Le ressentiment est une émotion sournoise. Elle peut commencer par une véritable colère, des sentiments blessés ou une déception – des sentiments qui étaient probablement parfaitement logiques dans leurs contextes originaux. Mais si nous les ressentons encore des semaines, des mois ou des années après la douleur initiale, quelque chose a mal tourné.

L’expert en résolution de conflits Christian Conte, PhD, auteur de Walking Through Anger, décrit ce sentiment comme un « engagement à long terme envers la colère. » Dans les programmes en 12 étapes, nourrir le ressentiment est parfois décrit comme boire du poison et attendre que quelqu’un d’autre meure.

Collant et affreux comme le ressentiment est, il peut aussi se sentir bien.

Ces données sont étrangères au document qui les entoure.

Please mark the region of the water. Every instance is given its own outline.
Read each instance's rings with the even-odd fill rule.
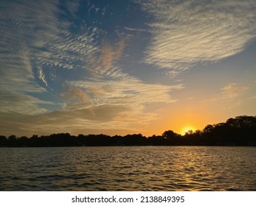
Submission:
[[[0,191],[256,191],[256,147],[0,148]]]

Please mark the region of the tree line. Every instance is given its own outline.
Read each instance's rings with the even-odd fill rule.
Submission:
[[[242,116],[224,123],[208,124],[202,130],[181,135],[172,130],[162,135],[125,136],[58,133],[30,138],[0,135],[0,146],[256,146],[256,116]]]

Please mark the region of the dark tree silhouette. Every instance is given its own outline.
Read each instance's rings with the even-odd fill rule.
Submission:
[[[142,134],[114,135],[52,134],[28,138],[0,135],[0,146],[142,146],[142,145],[216,145],[256,146],[256,116],[238,116],[226,122],[208,124],[202,131],[189,131],[181,136],[173,130],[162,135],[146,138]]]

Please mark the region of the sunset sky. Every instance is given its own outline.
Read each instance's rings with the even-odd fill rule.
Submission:
[[[161,135],[256,115],[255,0],[0,3],[0,135]]]

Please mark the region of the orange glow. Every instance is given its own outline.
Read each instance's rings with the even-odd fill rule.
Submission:
[[[195,127],[193,126],[184,127],[181,130],[181,135],[185,135],[190,130],[193,130],[193,132],[195,132],[196,129],[195,129]]]

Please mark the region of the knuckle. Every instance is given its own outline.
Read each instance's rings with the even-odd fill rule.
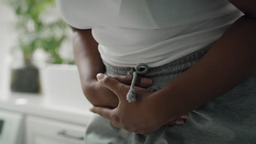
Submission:
[[[112,77],[109,76],[105,76],[105,77],[103,78],[103,79],[101,81],[104,83],[108,83],[111,80],[111,78]]]
[[[131,82],[132,81],[133,76],[132,75],[126,76],[126,79],[127,81]]]
[[[112,116],[111,119],[115,122],[117,122],[117,123],[120,122],[120,118],[118,117],[118,116],[117,115],[113,115]]]

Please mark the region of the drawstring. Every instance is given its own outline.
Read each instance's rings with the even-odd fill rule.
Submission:
[[[149,69],[149,67],[147,64],[139,63],[135,67],[135,68],[132,68],[131,70],[128,71],[128,75],[132,75],[133,76],[131,85],[131,88],[126,95],[126,99],[129,101],[129,103],[136,100],[136,91],[134,89],[134,87],[135,87],[135,83],[136,83],[138,74],[144,74],[148,71]]]

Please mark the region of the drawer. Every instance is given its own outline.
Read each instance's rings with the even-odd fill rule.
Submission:
[[[34,116],[26,120],[27,144],[84,144],[84,125]]]

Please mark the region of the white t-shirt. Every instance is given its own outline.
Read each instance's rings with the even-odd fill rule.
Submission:
[[[102,59],[155,67],[214,43],[242,13],[227,0],[56,0],[64,20],[92,28]]]

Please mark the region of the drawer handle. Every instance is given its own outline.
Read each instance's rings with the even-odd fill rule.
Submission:
[[[74,135],[72,135],[67,134],[67,131],[65,130],[61,130],[57,133],[58,135],[65,137],[66,138],[68,139],[74,139],[74,140],[77,140],[79,141],[83,141],[84,140],[84,137],[83,136],[77,136]]]

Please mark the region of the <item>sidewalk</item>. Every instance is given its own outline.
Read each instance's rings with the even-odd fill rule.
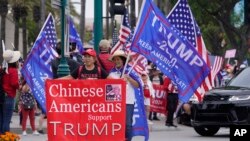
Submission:
[[[179,128],[176,129],[169,129],[165,126],[165,117],[164,116],[159,116],[160,117],[160,121],[152,121],[152,127],[151,127],[151,132],[150,134],[153,134],[154,132],[159,132],[159,131],[167,131],[167,130],[179,130]],[[38,120],[39,120],[39,116],[35,117],[35,125],[36,128],[38,127]],[[32,135],[32,131],[30,128],[30,123],[29,123],[29,119],[27,122],[27,136],[22,136],[22,127],[19,125],[19,115],[17,113],[13,114],[12,117],[12,123],[10,124],[11,127],[11,132],[14,132],[16,134],[19,134],[21,137],[20,141],[47,141],[48,137],[47,134],[40,134],[40,135]],[[44,122],[44,131],[45,133],[47,133],[47,122]],[[133,138],[133,141],[143,141],[144,137],[142,136],[136,136]]]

Lorsque nous pensons être victimes d’une injustice, le ressentiment peut nous permettre de nous sentir supérieurs, voire justes. À tout le moins, nous pouvons nous sentir protégés, comme si le fait de garder rancune nous rendait moins vulnérables au fait d’être blessés.

Pour autant, cela nous coûte. « Le bilan est énorme », affirme Sharon Salzberg, célèbre professeur de méditation et auteur de Real Happiness. « L’énergie même du ressentiment est si toxique qu’elle nous abat et rend nos vies très petites et constrictives. »

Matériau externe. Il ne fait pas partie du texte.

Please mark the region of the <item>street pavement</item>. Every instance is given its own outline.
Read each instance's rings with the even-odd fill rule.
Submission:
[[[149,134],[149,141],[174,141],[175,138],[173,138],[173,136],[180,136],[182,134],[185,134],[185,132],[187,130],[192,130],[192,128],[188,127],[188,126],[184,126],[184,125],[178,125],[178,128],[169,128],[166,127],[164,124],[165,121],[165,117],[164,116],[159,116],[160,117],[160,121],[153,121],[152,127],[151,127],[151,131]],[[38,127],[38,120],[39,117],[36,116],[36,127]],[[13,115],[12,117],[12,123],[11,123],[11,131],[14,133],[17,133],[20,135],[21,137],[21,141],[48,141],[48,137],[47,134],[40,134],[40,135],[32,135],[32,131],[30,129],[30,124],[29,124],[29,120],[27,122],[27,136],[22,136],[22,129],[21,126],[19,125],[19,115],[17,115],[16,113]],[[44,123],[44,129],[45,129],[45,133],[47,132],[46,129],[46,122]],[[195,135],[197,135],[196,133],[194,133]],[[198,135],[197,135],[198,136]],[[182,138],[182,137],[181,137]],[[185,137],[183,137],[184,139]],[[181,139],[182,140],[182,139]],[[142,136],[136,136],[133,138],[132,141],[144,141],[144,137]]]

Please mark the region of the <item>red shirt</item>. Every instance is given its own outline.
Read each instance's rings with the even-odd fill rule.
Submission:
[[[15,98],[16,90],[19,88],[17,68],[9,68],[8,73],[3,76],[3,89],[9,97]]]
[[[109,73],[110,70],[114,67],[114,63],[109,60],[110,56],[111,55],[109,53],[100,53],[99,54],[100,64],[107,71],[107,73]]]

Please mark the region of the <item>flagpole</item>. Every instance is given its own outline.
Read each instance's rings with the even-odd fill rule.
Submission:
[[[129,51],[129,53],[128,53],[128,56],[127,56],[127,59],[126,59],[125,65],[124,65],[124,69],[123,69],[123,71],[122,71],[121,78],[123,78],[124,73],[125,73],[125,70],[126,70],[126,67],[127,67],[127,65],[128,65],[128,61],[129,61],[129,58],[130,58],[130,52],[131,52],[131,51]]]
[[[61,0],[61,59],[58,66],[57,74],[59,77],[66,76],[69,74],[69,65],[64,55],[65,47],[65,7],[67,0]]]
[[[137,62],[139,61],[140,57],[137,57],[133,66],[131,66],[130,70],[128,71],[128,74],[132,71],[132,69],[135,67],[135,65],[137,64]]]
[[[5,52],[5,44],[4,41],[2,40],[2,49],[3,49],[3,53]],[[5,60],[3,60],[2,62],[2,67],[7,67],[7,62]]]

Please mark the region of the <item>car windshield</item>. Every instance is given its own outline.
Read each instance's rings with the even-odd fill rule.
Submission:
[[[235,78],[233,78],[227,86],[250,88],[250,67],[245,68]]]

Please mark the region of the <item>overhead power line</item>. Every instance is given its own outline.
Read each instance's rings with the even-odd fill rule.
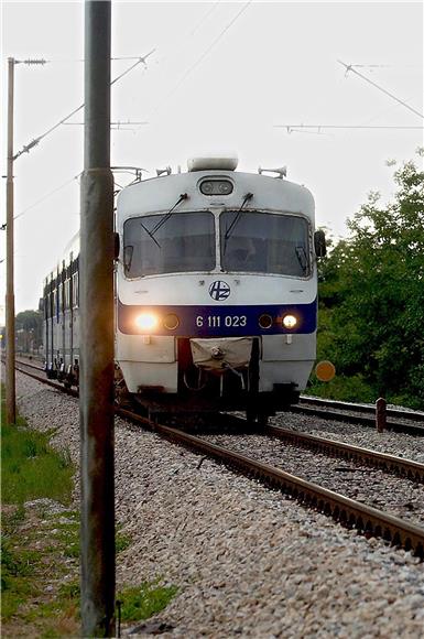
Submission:
[[[403,105],[406,109],[409,109],[410,111],[412,111],[413,113],[415,113],[415,116],[420,116],[420,118],[424,119],[423,113],[420,113],[420,111],[417,111],[416,109],[414,109],[413,107],[410,107],[410,105],[407,105],[406,102],[404,102],[403,100],[396,98],[396,96],[394,96],[393,94],[391,94],[390,91],[385,90],[383,87],[380,87],[378,84],[373,83],[372,80],[370,80],[367,76],[362,75],[361,73],[359,73],[358,71],[356,71],[354,68],[354,65],[351,64],[345,64],[344,62],[341,62],[341,59],[337,61],[339,64],[341,64],[345,68],[346,68],[346,73],[348,73],[349,71],[351,71],[352,73],[355,73],[357,76],[359,76],[360,78],[365,79],[368,84],[372,85],[373,87],[378,88],[380,91],[382,91],[383,94],[385,94],[387,96],[389,96],[390,98],[392,98],[393,100],[395,100],[396,102],[399,102],[400,105]]]
[[[127,74],[129,74],[132,69],[134,69],[139,64],[144,64],[145,65],[145,61],[146,58],[154,53],[155,48],[153,48],[152,51],[150,51],[146,55],[144,55],[143,57],[139,57],[138,61],[132,64],[130,67],[128,67],[124,72],[122,72],[119,76],[117,76],[111,83],[110,86],[115,85],[115,83],[117,83],[118,80],[120,80],[123,76],[126,76]],[[52,133],[55,129],[57,129],[61,124],[64,124],[66,122],[66,120],[68,120],[69,118],[72,118],[73,116],[75,116],[75,113],[77,113],[78,111],[80,111],[84,108],[85,102],[83,102],[79,107],[77,107],[76,109],[74,109],[68,116],[66,116],[66,118],[63,118],[62,120],[59,120],[56,124],[54,124],[54,127],[51,127],[47,131],[45,131],[45,133],[43,133],[42,136],[39,136],[37,138],[34,138],[34,140],[32,140],[29,144],[25,144],[15,155],[13,155],[13,161],[17,160],[20,155],[22,155],[22,153],[29,153],[31,151],[31,149],[33,149],[34,147],[36,147],[41,140],[43,140],[44,138],[46,138],[50,133]]]
[[[67,180],[66,182],[64,182],[63,184],[61,184],[61,186],[56,186],[56,188],[53,188],[53,191],[50,191],[46,195],[43,195],[43,197],[41,197],[40,199],[37,199],[33,204],[31,204],[31,206],[28,206],[26,208],[24,208],[23,210],[21,210],[21,213],[19,213],[18,215],[15,215],[13,217],[13,219],[18,219],[19,217],[21,217],[22,215],[24,215],[28,210],[30,210],[31,208],[34,208],[34,206],[37,206],[39,204],[41,204],[42,202],[44,202],[45,199],[47,199],[48,197],[51,197],[52,195],[54,195],[55,193],[57,193],[57,191],[61,191],[62,188],[65,188],[65,186],[67,186],[68,184],[70,184],[75,180],[78,180],[78,177],[81,174],[78,173],[78,175],[74,175],[74,177],[72,177],[70,180]]]
[[[185,72],[185,74],[183,75],[183,77],[177,82],[177,84],[171,89],[171,91],[165,96],[165,98],[161,101],[161,104],[163,101],[166,101],[172,95],[174,95],[174,93],[181,87],[181,85],[184,83],[184,80],[189,76],[189,74],[196,68],[196,66],[198,66],[207,56],[207,54],[214,48],[214,46],[216,46],[218,44],[218,42],[221,40],[221,37],[227,33],[227,31],[232,26],[232,24],[240,18],[240,15],[246,11],[246,9],[249,7],[249,4],[251,4],[252,0],[249,0],[248,2],[246,2],[242,8],[240,9],[240,11],[228,22],[228,24],[220,31],[220,33],[217,35],[217,37],[209,44],[209,46],[204,51],[204,53],[196,59],[196,62],[194,64],[192,64],[191,67],[187,68],[187,71]],[[151,115],[154,115],[159,107],[161,105],[157,105]]]
[[[274,129],[287,129],[291,133],[295,129],[418,129],[424,130],[424,127],[403,127],[403,126],[378,126],[378,124],[274,124]]]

Le ressentiment peut favoriser la méfiance et les conflits, endommager nos relations étroites avec nos amis et notre famille, nous conduisant à rayer les gens de nos listes un par un. Et Salzberg observe que notre climat politique actuel n’a fait qu’amplifier les ressentiments parmi nous.

Nous avions l’habitude de passer plus de temps avec des personnes qui ne partageaient pas nos opinions politiques, note-t-elle. Nous pouvions être agacés si nous n’étions pas d’accord les uns avec les autres, mais nous nous retrouvions quand même plus tard pour jouer au bridge ou au bowling.

Aujourd’hui, ces interactions sont moins nombreuses.  » À mesure que les gens sont plus seuls et coupés les uns des autres « , dit Salzberg,  » le ressentiment s’accumule « .

Résoudre le ressentiment nécessite de regarder à l’intérieur de soi, explique Byron Katie, auteur de A Mind at Home With Itself et Loving What Is. Pourtant, notre incapacité à nous regarder nous-mêmes est devenue un problème endémique.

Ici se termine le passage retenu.